I have a table like following Qubole:
use dm;
CREATE EXTERNAL TABLE IF NOT EXISTS fact (
id string,
fact_attr struct<
attr1 : String,
attr2 : String
>
)
STORED AS PARQUET
LOCATION 's3://my-bucket/DM/fact'
I have created parallel table in Snowflake like following:
CREATE TABLE IF NOT EXISTS dm.fact (
id string,
fact_attr variant
)
My ETL process loads the data into qubole table like:
+------------+--------------------------------+
| id | fact_attr |
+------------+--------------------------------+
| 1 | {"attr1": "a1", "attr2": "a2"} |
| 2 | {"attr1": "a3", "attr2": null} |
+------------+--------------------------------+
I am trying to sync this data to snowflake using Merge command, like
MERGE INTO DM.FACT dst USING %s src
ON dst.id = src.id
WHEN MATCHED THEN UPDATE SET
fact_attr = parse_json(src.fact_attr)
WHEN NOT MATCHED THEN INSERT (
id,
fact_attr
) VALUES (
src.id,
parse_json(src.fact_attr)
);
I am using PySpark to sync the data:
df.write \
.option("sfWarehouse", sf_warehouse) \
.option("sfDatabase", sf_database) \
.option("sfSchema", sf_schema) \
.option("postactions", query) \
.mode("overwrite") \
.snowflake("snowflake", sf_warehouse, sf_temp_table)
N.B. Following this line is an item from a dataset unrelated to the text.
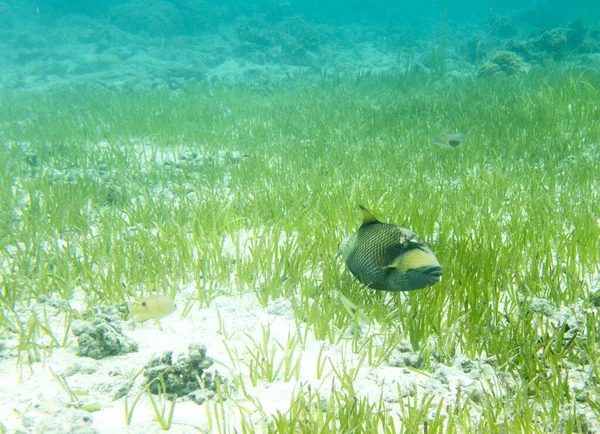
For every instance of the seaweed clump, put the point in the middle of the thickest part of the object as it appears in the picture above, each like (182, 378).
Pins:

With above command I am getting following error:
pyspark.sql.utils.IllegalArgumentException: u"Don't know how to save StructField(fact_attr,StructType(StructField(attr1,StringType,true), StructField(attr2,StringType,true)),true) of type attributes to Snowflake"
I have read through following links but no success:
Question:
How can I insert/sync data from Qubole Hive table which has STRUCT field to snowflake?